LIVE REPORT: Neurosis & Godflesh | The Quietus

LIVE REPORT: Neurosis & Godflesh

Two of the most formidable names in heavy music teamed up for a "malicious & supremely oppressive" recent billing in London that largely lived up to the weight of expectation, reports Toby Cook; live photographs courtesy of Valerio Berdini

We all did it at high school, didn’t we, and it was great, wasn’t it? Sneaking off to the car park behind the football pitches during lunch to get stoned on something that more closely resembled a bag of grass clippings than it did anything else, only to then spend the greater part of the following history lesson debating your ideal gig line-ups, furiously immortalising the results by biro-ing them across the chests of the various historical figures depicted in your textbook so that future generations of GCSE history students could settle in to learn about the bloody code and open their book to find a lithograph depicting hanging victims with ‘Slayer/Cannibal Corpse World Tour ’01’ emblazoned across their chests. For posterity and all that, right?
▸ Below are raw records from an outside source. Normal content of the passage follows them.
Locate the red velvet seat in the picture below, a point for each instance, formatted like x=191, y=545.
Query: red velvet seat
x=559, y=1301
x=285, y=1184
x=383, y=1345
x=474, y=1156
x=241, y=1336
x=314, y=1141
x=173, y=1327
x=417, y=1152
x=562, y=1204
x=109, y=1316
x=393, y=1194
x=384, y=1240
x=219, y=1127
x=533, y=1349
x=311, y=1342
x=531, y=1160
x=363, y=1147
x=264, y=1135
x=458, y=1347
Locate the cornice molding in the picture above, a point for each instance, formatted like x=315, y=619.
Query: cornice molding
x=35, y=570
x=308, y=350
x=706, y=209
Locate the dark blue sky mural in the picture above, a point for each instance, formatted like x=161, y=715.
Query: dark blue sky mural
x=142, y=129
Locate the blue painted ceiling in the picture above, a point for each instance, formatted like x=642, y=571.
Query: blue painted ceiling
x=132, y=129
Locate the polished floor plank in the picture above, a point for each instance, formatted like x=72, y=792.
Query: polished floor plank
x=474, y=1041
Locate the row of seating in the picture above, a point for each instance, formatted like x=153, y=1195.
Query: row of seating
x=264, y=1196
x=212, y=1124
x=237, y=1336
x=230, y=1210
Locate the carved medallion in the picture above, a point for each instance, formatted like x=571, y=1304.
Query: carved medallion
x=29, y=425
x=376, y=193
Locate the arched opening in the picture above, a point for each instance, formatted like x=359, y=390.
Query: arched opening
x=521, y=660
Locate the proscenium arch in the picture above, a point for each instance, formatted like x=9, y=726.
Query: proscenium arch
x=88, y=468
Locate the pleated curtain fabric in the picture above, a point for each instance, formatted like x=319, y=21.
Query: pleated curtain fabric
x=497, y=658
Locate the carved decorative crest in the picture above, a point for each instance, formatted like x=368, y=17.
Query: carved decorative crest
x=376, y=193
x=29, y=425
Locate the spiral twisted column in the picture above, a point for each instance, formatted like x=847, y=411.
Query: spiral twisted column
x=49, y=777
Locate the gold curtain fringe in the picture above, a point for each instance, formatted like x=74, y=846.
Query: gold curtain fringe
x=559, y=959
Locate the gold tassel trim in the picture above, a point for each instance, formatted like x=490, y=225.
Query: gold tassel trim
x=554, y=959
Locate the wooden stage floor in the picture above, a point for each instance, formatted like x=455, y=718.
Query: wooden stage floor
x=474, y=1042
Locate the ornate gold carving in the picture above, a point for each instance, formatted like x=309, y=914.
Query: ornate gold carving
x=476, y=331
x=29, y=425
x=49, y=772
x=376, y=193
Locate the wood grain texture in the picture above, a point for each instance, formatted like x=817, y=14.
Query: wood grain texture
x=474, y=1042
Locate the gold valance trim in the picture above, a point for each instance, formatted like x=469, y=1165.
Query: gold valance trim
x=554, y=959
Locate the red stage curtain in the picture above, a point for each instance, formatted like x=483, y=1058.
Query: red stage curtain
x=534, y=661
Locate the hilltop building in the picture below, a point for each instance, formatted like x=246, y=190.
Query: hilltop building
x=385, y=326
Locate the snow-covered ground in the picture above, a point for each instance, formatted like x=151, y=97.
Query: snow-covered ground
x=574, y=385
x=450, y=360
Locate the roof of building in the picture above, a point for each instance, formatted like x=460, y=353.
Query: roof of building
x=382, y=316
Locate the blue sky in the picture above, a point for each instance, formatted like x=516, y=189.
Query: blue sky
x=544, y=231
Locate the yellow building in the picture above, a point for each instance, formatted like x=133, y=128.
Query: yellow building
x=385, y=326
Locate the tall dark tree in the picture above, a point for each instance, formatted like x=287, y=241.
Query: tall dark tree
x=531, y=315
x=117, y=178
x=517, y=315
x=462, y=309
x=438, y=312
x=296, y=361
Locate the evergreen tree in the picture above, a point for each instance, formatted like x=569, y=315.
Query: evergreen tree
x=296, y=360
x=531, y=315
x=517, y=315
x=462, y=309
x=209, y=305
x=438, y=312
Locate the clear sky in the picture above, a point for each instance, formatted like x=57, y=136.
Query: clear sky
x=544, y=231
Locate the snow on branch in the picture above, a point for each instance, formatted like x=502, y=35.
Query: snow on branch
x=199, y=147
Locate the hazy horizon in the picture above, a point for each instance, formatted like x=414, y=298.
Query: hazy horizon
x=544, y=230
In reality of course, booking the perfect gig is a much harder prospect than that – just ask whoever it was that got Showaddywaddy to support Einstürzende Neubauten in London back in ’87 (yes, that really, really happened), a pairing that walks the line between genius and insanity so fucking brilliantly that if you think too deeply about it you’re likely to end up like Michael Ironside at the end of Scanners. Godflesh followed by Neurosis at the Kentish Town Forum though, that’s a no brainer, isn’t it? Sure, it’s somewhat malicious and supremely oppressive, but as it turns out it’s even more challenging than it looks on paper – although not for the reason you probably expect.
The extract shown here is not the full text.